For the sake of completeness, let’s compare the posterior distributions of the difference in means and the CUPED effect estimate:
fig, ax = plt.subplots(
nrows=2,
ncols=1,
figsize=(10, 8),
sharex=True,
sharey=True,
layout="constrained",
)
az.plot_posterior(
idata_difference_in_means, var_names=["beta"], ref_val=difference_in_means, ax=ax[0]
)
ax[0].set_title(
f"""Difference in means
std: {idata_difference_in_means['posterior']['beta'].std().item():.4f}"""
)
az.plot_posterior(
idata_cuped, var_names=["beta_cuped"], ref_val=difference_in_means, ax=ax[1]
)
ax[1].set_title(
f"CUPED\n std: {idata_cuped['posterior']['beta_cuped'].std().item():.4f}"
)
fig.suptitle("Model Comparison", fontsize=18, fontweight="bold");
Here we have a clear visual evidence of the variance reduction of the CUPED model.
Graph Surgery
We now turn to the sensitivity analysis. We want to see how the uncertainty of the CUPED estimate evolves with respect to the uncertainty of the \(\theta\) coefficient.
To do this, we use the do
operator to set the value of \(\theta\) to the mean of its posterior distribution. This way we can mimic what we would have done in a traditional two-step approach.
do_cuped_model = do(
cuped_model, data={"theta": idata_cuped["posterior"]["theta"].mean().item()}
)
numpyro.render_model(
do_cuped_model,
model_args=(revenue1, ad_campaign, revenue0),
render_distributions=True,
render_params=True,
)
Notice that we have removed the relationship between \(\theta\) and the revenue1 ~ revenue0
model.
Next, we fit the later model of the CUPED algorithm:
mcmc_do_cuped = MCMC(
sampler=NUTS(do_cuped_model),
num_warmup=1_500,
num_samples=4_000,
num_chains=4,
)
rng_key, rng_subkey = random.split(rng_key)

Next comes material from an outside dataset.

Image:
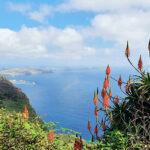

mcmc_do_cuped.run(rng_subkey, revenue1, ad_campaign, revenue0)
idata_do_cuped = az.from_numpyro(mcmc_do_cuped)
Comparison
Finally, we compare all the effect estimation of the three models. In particular, we focus on the standard deviation of the posterior distributions.
fig, ax = plt.subplots(
nrows=3,
ncols=1,
figsize=(10, 10),
sharex=True,
sharey=True,
layout="constrained",
)
az.plot_posterior(
idata_difference_in_means, var_names=["beta"], ref_val=difference_in_means, ax=ax[0]
)
ax[0].set_title(
f"""Difference in means
std: {idata_difference_in_means['posterior']['beta'].std().item():.4f}"""
)
az.plot_posterior(
idata_cuped, var_names=["beta_cuped"], ref_val=difference_in_means, ax=ax[1]
)
ax[1].set_title(
f"CUPED\n std: {idata_cuped['posterior']['beta_cuped'].std().item():.4f}"
)
az.plot_posterior(
idata_do_cuped, var_names=["beta_cuped"], ref_val=difference_in_means, ax=ax[2]
)
ax[2].set_title(
f"""CUPED (do $\\theta$)
std: {idata_do_cuped['posterior']['beta_cuped'].std().item():.4f}
"""
)
fig.suptitle("Model Comparison", fontsize=18, fontweight="bold");
We see that the estimate and uncertainty of the full Bayesian CUPED model is very similar (almost identical) to the one of the CUPED model after graph surgery. The latter standard deviation is just slightly smaller (approximately \(1\%\)) than the one of the full Bayesian CUPED model.
I wonder if this effect could be made more pronounced with a weaker relationship between \(\text{revenue}_1\) and \(\text{revenue}_0\). If you have any input on this, please let me know!